VOICES: Your Jewish friends and neighbors are frightened

Judy Chessin is senior rabbi at Temple Beth Or in Dayton. CONTRIBUTED

Judy Chessin is senior rabbi at Temple Beth Or in Dayton. CONTRIBUTED

Antisemitism, like cancer, begins with a single, deceptive cell — silent, seemingly harmless, but deadly if ignored. It starts with subtle acts: a stereotype in conversation, a microaggression dismissed as a joke, or an isolated incident overlooked. Left unchecked, it grows, feeding on indifference until it erupts into overt hostility — violence, campus shutdowns, vandalism like the defacement of a Jewish monument, a hate crime mislabeled as protest, and even violent attacks and assassinations. When the pain hits, the damage is widespread, requiring aggressive intervention. Today, American and global Jewish communities confront antisemitism mutated into an insidious form, cloaked in modern rhetoric and thriving in mainstream spaces.

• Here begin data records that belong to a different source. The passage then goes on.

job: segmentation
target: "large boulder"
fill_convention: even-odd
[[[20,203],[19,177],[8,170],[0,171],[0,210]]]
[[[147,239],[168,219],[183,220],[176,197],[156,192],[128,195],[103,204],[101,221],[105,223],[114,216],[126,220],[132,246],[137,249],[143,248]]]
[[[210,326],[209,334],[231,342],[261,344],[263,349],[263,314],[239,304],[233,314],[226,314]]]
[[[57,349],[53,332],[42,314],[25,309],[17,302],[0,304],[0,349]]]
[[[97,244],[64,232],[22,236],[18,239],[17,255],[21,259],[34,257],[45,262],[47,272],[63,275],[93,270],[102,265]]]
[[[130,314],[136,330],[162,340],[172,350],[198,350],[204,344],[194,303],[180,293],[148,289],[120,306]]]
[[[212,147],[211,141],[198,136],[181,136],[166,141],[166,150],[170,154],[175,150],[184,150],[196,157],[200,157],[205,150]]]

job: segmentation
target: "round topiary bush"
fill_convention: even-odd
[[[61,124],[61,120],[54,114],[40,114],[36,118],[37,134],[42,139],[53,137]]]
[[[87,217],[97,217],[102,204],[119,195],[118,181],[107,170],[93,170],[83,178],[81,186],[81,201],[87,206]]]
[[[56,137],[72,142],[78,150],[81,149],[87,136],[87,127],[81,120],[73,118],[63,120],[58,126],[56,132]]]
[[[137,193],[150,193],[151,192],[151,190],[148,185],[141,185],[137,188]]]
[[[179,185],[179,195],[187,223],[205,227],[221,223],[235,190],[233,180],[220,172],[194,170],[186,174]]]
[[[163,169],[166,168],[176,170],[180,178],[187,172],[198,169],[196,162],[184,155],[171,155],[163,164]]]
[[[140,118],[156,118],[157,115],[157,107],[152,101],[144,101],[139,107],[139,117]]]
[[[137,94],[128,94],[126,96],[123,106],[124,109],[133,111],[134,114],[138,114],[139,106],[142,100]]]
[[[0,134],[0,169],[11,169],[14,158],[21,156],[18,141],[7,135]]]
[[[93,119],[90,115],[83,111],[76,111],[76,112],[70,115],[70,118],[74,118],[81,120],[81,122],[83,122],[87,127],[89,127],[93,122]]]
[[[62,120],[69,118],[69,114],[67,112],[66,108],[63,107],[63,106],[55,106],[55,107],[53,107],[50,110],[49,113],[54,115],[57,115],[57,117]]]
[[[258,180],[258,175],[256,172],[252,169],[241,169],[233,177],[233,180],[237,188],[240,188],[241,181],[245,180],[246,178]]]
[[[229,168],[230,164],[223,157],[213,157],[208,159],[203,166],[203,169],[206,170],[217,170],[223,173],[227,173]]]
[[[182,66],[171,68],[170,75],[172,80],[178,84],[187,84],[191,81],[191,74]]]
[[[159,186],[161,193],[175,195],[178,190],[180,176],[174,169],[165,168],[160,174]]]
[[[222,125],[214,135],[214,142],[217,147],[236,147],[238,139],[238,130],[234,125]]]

This hatred shape-shifts to exploit each era’s fears. Once accusing Jews of deicide, then branding them a race to be exterminated, it now targets Israel as a pariah state, with “anti-Zionism” as its carrier. Critiquing Israel’s policies is valid — many Jews do, both here and in Israel — but the climate on college campuses, in the public square, and across social media has veered into extreme antisemitism, targeting Jewish identity rather than engaging in genuine political critique. This cancer adapts through three mutations, evading outdated defenses.

The first mutation is linguistic camouflage. “Zionist” replaces “Jew,” sanitizing hateful tropes. “Israel” is blamed for everything from controlling Congress to Mossad orchestrating the JFK assassination or Epstein’s Island, while Jews are painted as both communist and capitalist enemies. These reframed stereotypes—conspiracy, manipulation, disloyalty—fit modern anxieties, allowing antisemitism to spread from extremist fringes into progressive circles. Since Hamas’s October 7, 2023, attack on Israel—killing over 1,200, mostly civilians, in the deadliest assault on Jews since the Holocaust—U.S. antisemitic incidents have surged 360%, often cloaked as anti-Zionist rhetoric, masking calls to harm Jews.

The second mutation fractures minority solidarity. Once a persecuted group, Jews are recast as “privileged,” “white,” or “colonizers.” On college campuses, Jewish students are barred from libraries; the Women’s March has expelled Jews for perceived ties to Israel; and in Los Angeles, immigration protests morph into “Free Palestine” marches, with kaffiyeh-wearing crowds attacking and defaming Jews. Jews face a unique double standard: no other diaspora is asked to renounce their homeland to prove loyalty, as Jews are told to disavow Israel, a tiny island of Jewish security in a world of hostile not Jewish countries. This expectation of self-erasure reveals the cancer’s persistence.

The third mutation turns victims into villains. By labeling Israel as evil or comparing it to Nazis, this hatred paints Jews as oppressors, excusing hostility. Slogans like “From the River to the Sea,” which call for erasing Israel — a homeland for half the world’s Jews — ignite real harm: vandalism of Jewish buildings, assaults on Jewish students at local colleges, and protests shutting down community spaces. This narrative, dressed as a fight for justice, spreads on social media and in campus rallies, convincing people their hatred is righteous, making it harder to stop.

What starts with the Jews never ends with the Jews. History shows antisemitism as a precursor to broader societal decay, targeting one group before others. In Dayton, Jews, fearing this surge, have too often hidden their identity — removing mezuzahs, concealing kippahs, fortifying synagogues. Yet, history teaches the antidote lies in embracing our Jewish heritage boldly, recognizing the need for a safe haven like Israel, and standing unapologetically against this scourge.

Your Jewish friends and neighbors are frightened, reeling as antisemitism surges here and abroad. Jews are the canary in the coal mine, their targeting a warning of broader societal danger. We urgently need community action: call out disguised hatred, rebuild minority solidarity, and challenge double standards. Public school teachers must present both sides of the Middle East conflict, not just media narratives, to foster understanding. Education must reveal antisemitism’s mutations; laws must treat vandalism and assaults as hate crimes. Watch out for “reformers” hiding hateful agendas in justice.

I pray every reader honestly assesses, “Is our community safe?” Delay and this cancer will spread, demanding a societal “chemo” too late to save our nation’s dream as a haven for all. Antisemitism’s lesson is clear: hatred mutates, and so must our fight to stop it before it consumes us.

Judy Chessin, Senior Rabbi at Temple Beth Or in Dayton.